Went on to reursive method, (interviewer was fine with implicit stack space), Didn't think too much about the solution and jumped straight into coding as I could see only 20 mins left on the clock, got the induction/hypothesis step(in normal tree questions wrong) where I was trying to be too smart and get left and right left nodes up the tree and connect them, kind of screwed it up lets say where it was as simple as just have a prev node leaf pointer as an when you encounter leaves in a postorder, preorder,inorder way.
Interviewere gave another question, with around 10 mins left on the clock. Find all the ancestores for a given tree node. Easy LCA question, coded it up and ran through all the test cases they provided by the last dying minute.
Onsite round 3:
More of a design a lift and ATM system but not explicitly told or could understand that it was an OOD question, jumped straight into solving again, on the LLD side, they wanted me to use linked list but I gave another approach and had discussion on how the API would be used depending on which if LL was even a necessity. FInally, coded up the linkedlist approach as well, they were hinting towards recursive soln along the lines of
f(i) = 1 + f(i-1)
where f(0) = 1;
The question was basically, whats my position int the ATM line. Didn't quite understand the problem statement here I feel but finally had consensus on the soln.
They interviewer went ahead with desiging a generic Cache class, which different cache classes having their concrete implementations of the cache interface methods. Coded up interface and concrete class as per the ask.
Was asked how would you add new API to the interface without breaking the existing clients, talked about Interface segregation princple(SOLID) and how a different interface would be added with the API method and the new concrete class could implement both the interfaces.

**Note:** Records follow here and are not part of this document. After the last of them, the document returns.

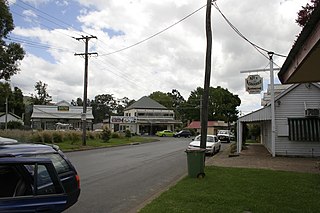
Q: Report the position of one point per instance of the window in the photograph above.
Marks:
(304, 129)
(58, 162)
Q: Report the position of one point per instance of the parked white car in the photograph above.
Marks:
(225, 135)
(213, 144)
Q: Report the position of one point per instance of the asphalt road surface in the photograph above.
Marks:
(120, 179)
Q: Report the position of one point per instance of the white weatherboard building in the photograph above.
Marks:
(51, 117)
(144, 117)
(297, 122)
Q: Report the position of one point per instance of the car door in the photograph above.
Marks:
(30, 185)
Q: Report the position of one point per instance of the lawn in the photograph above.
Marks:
(241, 190)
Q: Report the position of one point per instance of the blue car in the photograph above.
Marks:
(36, 178)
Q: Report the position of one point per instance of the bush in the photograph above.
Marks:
(57, 137)
(14, 125)
(106, 135)
(128, 134)
(115, 135)
(75, 136)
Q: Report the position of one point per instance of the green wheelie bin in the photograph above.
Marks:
(196, 162)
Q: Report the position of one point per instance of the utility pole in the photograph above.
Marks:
(85, 94)
(204, 111)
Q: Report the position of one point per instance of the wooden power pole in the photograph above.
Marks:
(85, 94)
(204, 112)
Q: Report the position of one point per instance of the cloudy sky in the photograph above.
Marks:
(174, 59)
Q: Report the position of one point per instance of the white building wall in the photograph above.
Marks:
(292, 105)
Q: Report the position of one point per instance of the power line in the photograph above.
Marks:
(35, 44)
(258, 48)
(154, 35)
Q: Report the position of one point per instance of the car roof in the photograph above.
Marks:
(17, 149)
(7, 140)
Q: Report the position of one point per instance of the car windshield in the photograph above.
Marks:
(209, 138)
(58, 162)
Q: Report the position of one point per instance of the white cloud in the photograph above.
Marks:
(172, 60)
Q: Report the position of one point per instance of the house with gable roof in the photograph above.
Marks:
(61, 114)
(297, 122)
(145, 116)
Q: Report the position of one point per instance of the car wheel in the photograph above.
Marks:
(201, 175)
(214, 151)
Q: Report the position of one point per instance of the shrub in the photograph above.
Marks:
(75, 136)
(128, 134)
(106, 135)
(14, 125)
(46, 137)
(115, 135)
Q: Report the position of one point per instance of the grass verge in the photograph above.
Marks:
(241, 190)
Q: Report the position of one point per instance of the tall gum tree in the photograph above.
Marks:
(10, 53)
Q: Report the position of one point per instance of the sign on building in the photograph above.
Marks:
(254, 84)
(123, 119)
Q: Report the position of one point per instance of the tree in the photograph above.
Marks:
(15, 99)
(306, 11)
(162, 98)
(42, 97)
(12, 53)
(102, 107)
(78, 102)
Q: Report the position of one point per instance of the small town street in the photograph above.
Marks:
(120, 179)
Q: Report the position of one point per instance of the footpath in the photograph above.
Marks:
(257, 156)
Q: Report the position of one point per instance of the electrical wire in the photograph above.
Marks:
(154, 35)
(36, 44)
(258, 48)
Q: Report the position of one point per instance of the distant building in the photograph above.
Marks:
(10, 117)
(59, 116)
(278, 88)
(297, 122)
(144, 117)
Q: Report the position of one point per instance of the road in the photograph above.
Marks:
(120, 179)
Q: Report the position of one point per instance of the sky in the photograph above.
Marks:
(171, 59)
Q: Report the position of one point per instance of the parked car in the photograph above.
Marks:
(29, 171)
(183, 133)
(213, 144)
(7, 140)
(225, 135)
(165, 133)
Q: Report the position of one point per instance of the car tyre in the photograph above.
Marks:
(201, 175)
(214, 151)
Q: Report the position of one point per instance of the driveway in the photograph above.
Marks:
(257, 156)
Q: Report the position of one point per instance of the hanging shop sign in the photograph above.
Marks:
(254, 84)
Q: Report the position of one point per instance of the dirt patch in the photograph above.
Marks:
(257, 156)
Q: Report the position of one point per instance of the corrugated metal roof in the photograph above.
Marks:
(145, 103)
(263, 114)
(46, 111)
(197, 124)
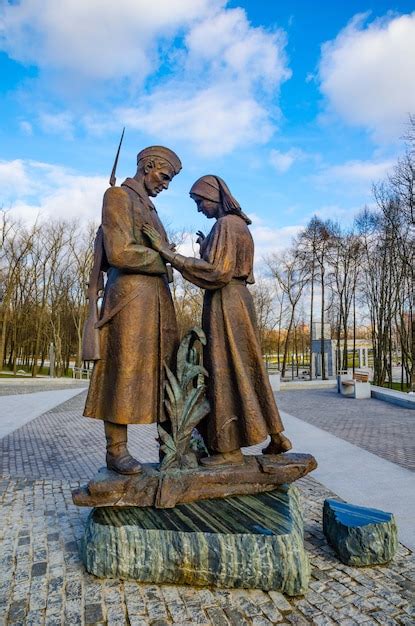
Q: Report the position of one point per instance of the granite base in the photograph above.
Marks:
(244, 541)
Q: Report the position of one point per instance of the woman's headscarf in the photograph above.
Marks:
(215, 189)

Follow up on why not use abstract class when you could need default implementation of methods, to which I explained that JAVA interfaces can have default methods. Interviewer wasn't quite convinced and pointed towards vitual functions(probably from the C++, C# background), to which I explained default methods in interface can achieve the same thing as a default non abstract public method in an abstract class in Java.

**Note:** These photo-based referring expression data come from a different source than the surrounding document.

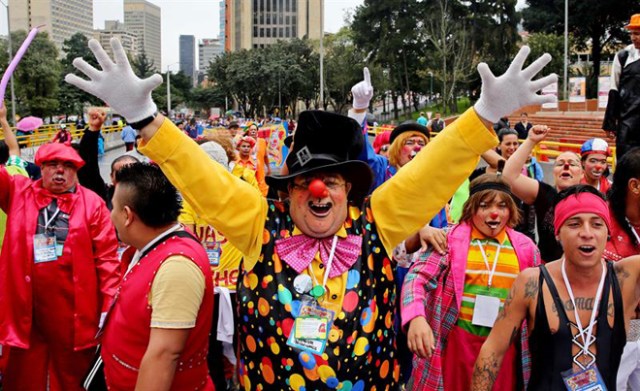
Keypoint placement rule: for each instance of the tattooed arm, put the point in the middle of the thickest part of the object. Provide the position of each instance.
(628, 275)
(523, 292)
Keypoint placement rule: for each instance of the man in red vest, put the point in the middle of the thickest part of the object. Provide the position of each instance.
(156, 335)
(58, 271)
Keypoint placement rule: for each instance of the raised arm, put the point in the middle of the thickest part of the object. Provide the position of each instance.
(522, 186)
(523, 292)
(9, 138)
(212, 191)
(362, 93)
(417, 192)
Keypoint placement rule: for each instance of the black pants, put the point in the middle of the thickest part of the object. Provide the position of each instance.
(215, 358)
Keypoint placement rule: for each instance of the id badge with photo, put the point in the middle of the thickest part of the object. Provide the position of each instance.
(44, 248)
(584, 380)
(213, 252)
(486, 309)
(311, 327)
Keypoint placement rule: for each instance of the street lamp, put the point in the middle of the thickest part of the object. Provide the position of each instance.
(431, 88)
(566, 45)
(169, 88)
(13, 96)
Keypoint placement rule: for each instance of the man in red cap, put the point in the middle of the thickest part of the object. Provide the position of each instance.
(58, 273)
(577, 306)
(622, 117)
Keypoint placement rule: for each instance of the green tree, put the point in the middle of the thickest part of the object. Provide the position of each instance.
(203, 98)
(72, 99)
(593, 23)
(38, 75)
(541, 43)
(388, 31)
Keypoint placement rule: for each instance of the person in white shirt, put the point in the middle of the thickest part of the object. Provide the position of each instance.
(622, 117)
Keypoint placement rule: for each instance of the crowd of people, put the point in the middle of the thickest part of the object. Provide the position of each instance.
(397, 264)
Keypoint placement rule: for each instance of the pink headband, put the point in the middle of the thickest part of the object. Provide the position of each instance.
(580, 203)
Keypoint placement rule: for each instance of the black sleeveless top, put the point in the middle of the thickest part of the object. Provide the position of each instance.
(551, 354)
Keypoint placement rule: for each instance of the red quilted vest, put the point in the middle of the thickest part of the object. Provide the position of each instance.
(127, 329)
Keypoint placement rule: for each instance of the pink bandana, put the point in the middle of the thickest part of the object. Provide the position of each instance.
(580, 203)
(298, 252)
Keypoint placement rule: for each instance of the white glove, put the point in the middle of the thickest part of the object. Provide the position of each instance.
(503, 95)
(116, 84)
(362, 92)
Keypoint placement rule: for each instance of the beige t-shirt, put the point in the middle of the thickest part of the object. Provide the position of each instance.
(176, 294)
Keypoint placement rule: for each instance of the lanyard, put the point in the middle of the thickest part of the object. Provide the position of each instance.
(585, 334)
(327, 270)
(48, 220)
(633, 230)
(491, 270)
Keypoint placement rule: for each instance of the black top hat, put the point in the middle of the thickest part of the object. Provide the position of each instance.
(408, 126)
(329, 142)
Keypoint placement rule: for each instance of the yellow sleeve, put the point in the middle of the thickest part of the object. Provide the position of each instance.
(176, 294)
(407, 201)
(212, 191)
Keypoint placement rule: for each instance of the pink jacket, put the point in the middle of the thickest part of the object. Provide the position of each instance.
(433, 288)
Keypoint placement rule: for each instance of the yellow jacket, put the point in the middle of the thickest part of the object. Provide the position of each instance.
(401, 206)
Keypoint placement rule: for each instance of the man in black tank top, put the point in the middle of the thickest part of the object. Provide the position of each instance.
(577, 307)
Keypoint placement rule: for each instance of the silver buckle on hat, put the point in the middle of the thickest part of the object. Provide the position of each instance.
(304, 156)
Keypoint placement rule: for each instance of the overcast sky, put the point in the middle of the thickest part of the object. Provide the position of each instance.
(193, 17)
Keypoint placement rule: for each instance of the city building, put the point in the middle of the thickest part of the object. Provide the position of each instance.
(188, 55)
(259, 23)
(117, 29)
(143, 19)
(60, 18)
(208, 49)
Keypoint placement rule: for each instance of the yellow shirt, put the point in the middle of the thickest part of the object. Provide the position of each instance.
(401, 206)
(176, 294)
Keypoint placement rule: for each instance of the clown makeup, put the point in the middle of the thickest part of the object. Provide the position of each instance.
(319, 217)
(594, 167)
(492, 215)
(245, 150)
(567, 170)
(410, 149)
(58, 176)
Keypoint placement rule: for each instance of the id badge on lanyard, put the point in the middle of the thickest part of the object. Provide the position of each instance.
(588, 379)
(213, 252)
(486, 309)
(487, 305)
(311, 328)
(45, 248)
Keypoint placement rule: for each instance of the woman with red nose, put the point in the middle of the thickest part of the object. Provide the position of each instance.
(465, 289)
(567, 171)
(595, 153)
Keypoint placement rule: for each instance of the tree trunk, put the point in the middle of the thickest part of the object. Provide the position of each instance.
(596, 56)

Next follow up was how interface was helping us keep the code extensible, gave some examples, talked about depdendency injection, was asked to code up a factory with singleton again, coded it.
Onsite round 4:
This round, can't go into too many details, but was basically a system design question but i took it as a simple leetcode question and kept solving it towards the very end, to which the interviewere finally said the logic was right but they meant more of a design aspect of things. In short, bombed it.
Final pointers and note to self:
Recruiter mentioned the probability of OOD and SD questions minimum hence I never prepared for it, was dumbfounded on many ocassions.

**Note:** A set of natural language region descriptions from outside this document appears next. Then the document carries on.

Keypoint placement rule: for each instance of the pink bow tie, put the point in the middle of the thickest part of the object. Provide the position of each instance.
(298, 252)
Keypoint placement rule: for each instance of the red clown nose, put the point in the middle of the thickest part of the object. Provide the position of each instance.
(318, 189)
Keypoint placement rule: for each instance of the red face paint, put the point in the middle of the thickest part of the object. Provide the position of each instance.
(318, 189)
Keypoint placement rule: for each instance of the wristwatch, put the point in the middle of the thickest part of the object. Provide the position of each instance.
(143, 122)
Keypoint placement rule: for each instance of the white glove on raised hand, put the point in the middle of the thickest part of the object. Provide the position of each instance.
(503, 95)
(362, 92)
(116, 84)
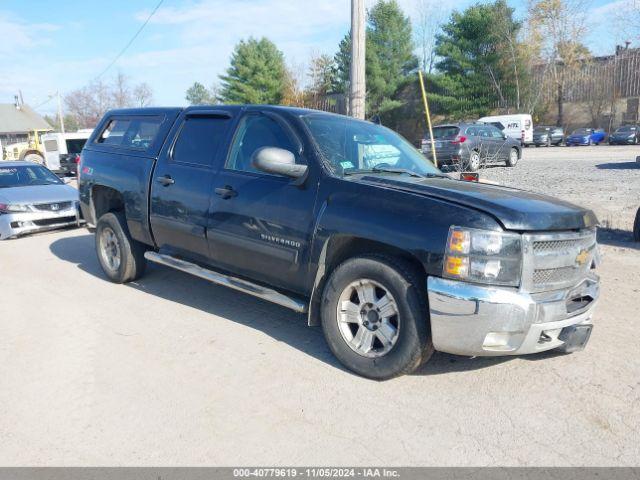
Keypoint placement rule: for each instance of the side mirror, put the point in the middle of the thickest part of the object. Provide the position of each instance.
(277, 161)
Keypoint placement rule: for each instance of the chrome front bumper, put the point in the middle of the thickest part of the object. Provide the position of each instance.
(22, 223)
(476, 320)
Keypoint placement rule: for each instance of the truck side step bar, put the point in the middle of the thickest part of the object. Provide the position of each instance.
(225, 280)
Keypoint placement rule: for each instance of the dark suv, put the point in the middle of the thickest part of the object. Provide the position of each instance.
(472, 145)
(547, 135)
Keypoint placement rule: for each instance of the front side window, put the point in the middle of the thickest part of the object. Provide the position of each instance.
(199, 140)
(255, 132)
(28, 175)
(134, 132)
(349, 145)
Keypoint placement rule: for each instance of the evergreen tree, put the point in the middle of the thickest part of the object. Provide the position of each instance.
(257, 74)
(198, 94)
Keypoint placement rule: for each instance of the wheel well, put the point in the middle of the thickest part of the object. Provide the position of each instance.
(104, 200)
(340, 249)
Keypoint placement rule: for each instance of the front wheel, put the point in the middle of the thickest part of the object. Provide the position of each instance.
(120, 256)
(375, 317)
(513, 157)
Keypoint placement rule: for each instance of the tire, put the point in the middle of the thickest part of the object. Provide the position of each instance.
(474, 161)
(513, 157)
(120, 256)
(358, 344)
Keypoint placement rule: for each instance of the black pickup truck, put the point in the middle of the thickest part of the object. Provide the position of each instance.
(345, 221)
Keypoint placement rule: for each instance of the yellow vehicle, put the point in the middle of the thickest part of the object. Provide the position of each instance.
(32, 150)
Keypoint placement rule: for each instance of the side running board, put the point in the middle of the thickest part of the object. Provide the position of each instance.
(228, 281)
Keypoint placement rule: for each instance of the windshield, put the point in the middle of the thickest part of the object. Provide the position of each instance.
(444, 132)
(353, 146)
(27, 175)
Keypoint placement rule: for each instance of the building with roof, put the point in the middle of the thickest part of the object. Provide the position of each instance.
(17, 120)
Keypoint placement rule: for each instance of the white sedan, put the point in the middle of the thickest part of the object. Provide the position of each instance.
(33, 199)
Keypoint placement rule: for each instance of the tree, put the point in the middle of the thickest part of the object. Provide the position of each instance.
(479, 60)
(257, 74)
(321, 75)
(429, 21)
(197, 94)
(142, 95)
(558, 28)
(88, 104)
(389, 56)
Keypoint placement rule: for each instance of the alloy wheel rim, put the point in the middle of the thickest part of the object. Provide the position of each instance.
(368, 318)
(110, 249)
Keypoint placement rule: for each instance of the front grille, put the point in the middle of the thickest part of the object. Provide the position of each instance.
(54, 221)
(552, 261)
(548, 245)
(53, 207)
(553, 275)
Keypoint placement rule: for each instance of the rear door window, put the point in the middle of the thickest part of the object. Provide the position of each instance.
(199, 140)
(131, 132)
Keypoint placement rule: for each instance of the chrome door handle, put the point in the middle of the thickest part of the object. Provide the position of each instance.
(165, 180)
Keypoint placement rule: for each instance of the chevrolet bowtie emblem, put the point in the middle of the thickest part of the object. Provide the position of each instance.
(582, 257)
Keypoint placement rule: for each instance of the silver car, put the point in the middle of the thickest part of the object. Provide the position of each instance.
(33, 199)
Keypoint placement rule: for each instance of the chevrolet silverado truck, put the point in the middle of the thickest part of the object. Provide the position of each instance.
(346, 222)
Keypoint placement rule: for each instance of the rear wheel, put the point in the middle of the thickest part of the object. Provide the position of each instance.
(513, 157)
(120, 256)
(375, 317)
(474, 161)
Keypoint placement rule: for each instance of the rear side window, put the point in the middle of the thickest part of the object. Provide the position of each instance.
(133, 132)
(75, 145)
(199, 140)
(445, 132)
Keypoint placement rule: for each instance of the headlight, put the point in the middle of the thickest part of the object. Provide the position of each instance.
(483, 256)
(12, 208)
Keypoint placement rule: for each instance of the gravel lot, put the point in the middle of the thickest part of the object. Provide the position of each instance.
(174, 371)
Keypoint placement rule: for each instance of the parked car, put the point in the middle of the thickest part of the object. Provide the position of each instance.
(625, 135)
(62, 150)
(33, 199)
(472, 145)
(548, 135)
(345, 221)
(517, 126)
(586, 136)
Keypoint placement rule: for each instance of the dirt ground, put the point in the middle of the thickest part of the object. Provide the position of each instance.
(171, 370)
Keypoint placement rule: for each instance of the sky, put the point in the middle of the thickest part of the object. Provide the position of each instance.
(48, 46)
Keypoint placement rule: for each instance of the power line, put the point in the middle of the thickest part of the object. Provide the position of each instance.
(132, 40)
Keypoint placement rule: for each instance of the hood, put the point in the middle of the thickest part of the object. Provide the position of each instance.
(514, 209)
(37, 194)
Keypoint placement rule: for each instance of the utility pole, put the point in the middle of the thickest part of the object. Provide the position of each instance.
(357, 74)
(60, 117)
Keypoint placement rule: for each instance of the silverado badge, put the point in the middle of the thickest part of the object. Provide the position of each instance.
(582, 257)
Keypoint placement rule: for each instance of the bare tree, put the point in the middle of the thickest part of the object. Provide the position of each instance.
(143, 95)
(558, 28)
(88, 104)
(430, 16)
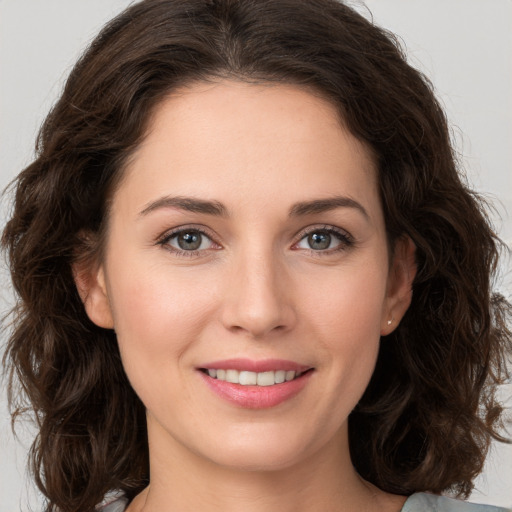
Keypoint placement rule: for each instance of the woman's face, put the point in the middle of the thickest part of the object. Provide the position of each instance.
(246, 243)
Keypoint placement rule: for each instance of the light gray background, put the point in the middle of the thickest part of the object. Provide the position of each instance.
(464, 46)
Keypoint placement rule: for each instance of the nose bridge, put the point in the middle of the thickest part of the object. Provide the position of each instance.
(257, 302)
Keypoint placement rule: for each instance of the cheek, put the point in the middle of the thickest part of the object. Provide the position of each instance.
(158, 316)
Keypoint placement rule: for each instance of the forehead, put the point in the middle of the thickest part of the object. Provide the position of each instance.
(237, 139)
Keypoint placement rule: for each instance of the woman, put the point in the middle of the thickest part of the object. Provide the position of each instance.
(249, 274)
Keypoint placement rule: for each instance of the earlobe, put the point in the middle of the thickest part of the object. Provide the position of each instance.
(399, 289)
(92, 289)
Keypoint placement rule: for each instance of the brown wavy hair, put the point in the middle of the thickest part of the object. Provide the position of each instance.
(429, 413)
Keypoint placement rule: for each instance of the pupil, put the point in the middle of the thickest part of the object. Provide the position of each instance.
(189, 241)
(319, 241)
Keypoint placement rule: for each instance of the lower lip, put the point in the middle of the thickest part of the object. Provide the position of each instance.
(256, 397)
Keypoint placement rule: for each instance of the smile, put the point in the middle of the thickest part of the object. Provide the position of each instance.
(255, 384)
(248, 378)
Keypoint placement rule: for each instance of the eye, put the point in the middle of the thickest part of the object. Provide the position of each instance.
(325, 239)
(188, 240)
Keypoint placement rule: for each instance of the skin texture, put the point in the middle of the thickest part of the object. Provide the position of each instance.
(255, 289)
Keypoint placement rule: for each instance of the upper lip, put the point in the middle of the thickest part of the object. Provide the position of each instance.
(251, 365)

Should ask more clarifying questions, come up with more edge cases(I personally found imagining edge cases really hard), and have a proper conversation before jumping into solutions.
I would say the last interviewer was least collaborative and rude a bit If I could say that, felt like they hardly cared about the interview and told me in the end(in the last 10 mins) that it was not a leetcode style question, but its a bigger miss on my part as I didn't ask clarifying questions as probably should have.
Throughout the course of all rounds, they always asked my interest in backend v/s front end where I emphasized on front end inclination overall, and was asked if I had working at scale experience, to
which I always said I don't work at a huge scale at my current Job. I remember one of the interviewers mentioning they're specifically looking for people with experience at scale and that there is no front end work in the org. In hindsight, be tactical about how you portary your experience.
Overall, it was great and a humbling experience, lots to learn!!